I appreciate the back office procedures, and you are correct. There is no hassle esp for candidates scouted abroad on 6 figure-with docs on par.


----------



## simonsays (Feb 11, 2009)

ersonu47 said:


> Dear ecureilx,
> 
> 
> first of all thanks for your positive response, in your above reply u tell me "get the resume, send the MOM application" what is meant & where i have get the resume to whom or which application is to be send.
> ...


Employment Pass - Before you apply - Ministry of Manpower

And the pass must be applied by your prospective employer, NOT YOU !!!

And no, as of now, I am not in Singapore ..


----------



## slyder (Dec 1, 2012)

Hi, Singaporeans take up admin jobs because they are largely unskilled and most of the time under $ 2000 for the minimum Work Permit requirements. Most admin jobs require mandarin as well as English ...70% of the population is Chinese.

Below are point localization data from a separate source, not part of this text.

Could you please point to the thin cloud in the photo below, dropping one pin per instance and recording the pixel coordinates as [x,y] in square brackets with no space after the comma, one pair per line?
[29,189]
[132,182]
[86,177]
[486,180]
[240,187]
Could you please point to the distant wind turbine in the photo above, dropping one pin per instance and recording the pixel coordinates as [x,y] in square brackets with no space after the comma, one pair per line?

Here are the facts: you need to offer a unique skill or a skill in demand for Singapore and have sufficient work experience and qualifications to support this. If you don't I am afraid you are wasting your time and money. You need to earn in excess of $2000 in your profession as a requirement of your visa. If you haven't heard back from you job applications I would suggest using the phone to find out why you haven't been selected... This would save plenty if time.
I live in Singapore and over the past year I have seen a clamp down on work passes for jobs Singaporeans can easily do. They are always looking for bus drivers if you don't mind $1500-$1800 a month


----------



## simonsays (Feb 11, 2009)

slyder: well said 

I would rush in and say, look for jobs over 3,500 for a start, if you want to be assured of a pass .. 

Singapore has gone to the pre-2000 days, and it is not wrong - in trying to trim excess fat .. 

as I mentioned, pre-2000-2002, if you are applying for any admin / accounting jobs, forget about getting a pass .. the rational being, locals can do it .. so why get a foreigner ..


----------